Mis días cazando Pokemones

Hoy lloviznaba y no daba para salir a buscar Pokemones por la calle. Así que me guaré las Pokebolas y me dediqué a escuchar historias. Algunas bastante increíbles, delirantes y hasta infantiles. Anoche cerré mi día sonriendo porque tenía un nuevo entretenimiento que me haría, finalmente, caminar algunos kilómetros, los que dejé de caminar hace tiempo.

Lo cierto es que la app no me envió mensajes, notificaciones, ni nada invasivo. Estaba allí apagada en mi celular. No decía nada. No reclamaba nada.

A media tarde me tocaba salir a buscar a mi sobrina al colegio. Ahí decidí encender la app y capturar algunos Pokemones en el camino. Ya no habían tantos como ayer, pero capturé 3. Aún no me alcanzó para superar el nivel 4. Quiero ver qué es entrenar un Pokemon. Yo me lo imagino como Rocky, entrenando subiendo y bajando escaleras. ¡Listo!
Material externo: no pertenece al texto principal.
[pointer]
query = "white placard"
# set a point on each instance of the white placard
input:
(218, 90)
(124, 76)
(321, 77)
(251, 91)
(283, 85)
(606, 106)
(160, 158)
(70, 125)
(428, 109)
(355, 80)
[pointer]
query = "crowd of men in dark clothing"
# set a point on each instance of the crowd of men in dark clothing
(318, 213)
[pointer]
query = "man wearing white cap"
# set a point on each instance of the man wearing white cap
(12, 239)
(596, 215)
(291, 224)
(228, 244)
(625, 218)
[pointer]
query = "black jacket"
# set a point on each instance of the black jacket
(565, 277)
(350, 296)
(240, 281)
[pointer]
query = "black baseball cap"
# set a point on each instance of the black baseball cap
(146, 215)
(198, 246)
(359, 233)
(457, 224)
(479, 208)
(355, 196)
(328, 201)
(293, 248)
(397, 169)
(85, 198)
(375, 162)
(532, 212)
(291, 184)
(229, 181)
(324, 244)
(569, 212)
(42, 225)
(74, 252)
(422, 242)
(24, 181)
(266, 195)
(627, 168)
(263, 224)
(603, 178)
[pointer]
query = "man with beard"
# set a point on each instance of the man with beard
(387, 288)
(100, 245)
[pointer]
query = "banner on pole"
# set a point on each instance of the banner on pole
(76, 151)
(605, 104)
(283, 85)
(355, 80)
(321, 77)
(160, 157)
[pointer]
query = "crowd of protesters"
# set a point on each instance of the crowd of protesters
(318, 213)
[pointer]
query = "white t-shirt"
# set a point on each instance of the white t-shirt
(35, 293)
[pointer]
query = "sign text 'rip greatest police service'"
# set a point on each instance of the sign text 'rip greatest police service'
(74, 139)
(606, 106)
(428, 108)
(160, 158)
Cerrame la 8 que entre la caminata y la subi-baja de escaleras llego al verano con unos kilitos menos en el haber.

Mientras tanto en el mundo facebookeano, la polemica se desataba casi ferozmente. Anti-PokemonGO, PRO-PokemonGO, ángeles y demonios. Interpretaciones libres de fonemas japoneses, que ni siquiera sé si lo que yo escucho es lo que es, se le parece o nada que ver. ¡Aiko, ayudameeee! (mi amiga japonesa -aunque soy más contemporánea de su madre, je, que es argentina).

Mito
A todos los que les digo que estoy jugando PokemonGO me dicen que me cuide de los autobuses, de los árboles. Me tratan de zombie. ¡Helloooo! Sigo siendo yo. La misma despierta de siempre, capaz de llevarse puesto un poste porque sí no más… La verdad que no quedas autista. Aunque causa gracia la imagen. Ojo yo misma lo pensé y hasta publiqué un gráfico que se hizo viral y me hizo ganar varios seguidores en twitter.

¿Qué es Pokemon, tía? -la pregunta no tardaría en llegar si no dejaba de hablar por whatsapp con mis amigas al respecto. 
Esteeee… bueno, hay un dibujo animado que se llama así. Y…
 — Sí, ya sé Pikachu. Es amarillo y parece un conejo.

¡Listo zafé! Ya sabe de Pikachu…

No, zafé nada. Quiere ver como es. ¡Santo giro inesperado, Batman!

Ahí fui de jugar a perseguir Pokemones a intentar dibujar a Pikachu y un dragón que salió por ahí en google y al que Cata, de la nada, bautizó “Dragon Ball Z”. Era Charizard (¡Gracias Pablo, por desasnarme!).

Pero ese es otro dibu, Cata.
 — No importa, tía. A mi me gusta así.

Después tuve que recortarlos y calarlos para hacer móviles. Quedaron en dibujos sin pintar, y calados. Debo manualidades de tercer grado desde hace más de 30 años.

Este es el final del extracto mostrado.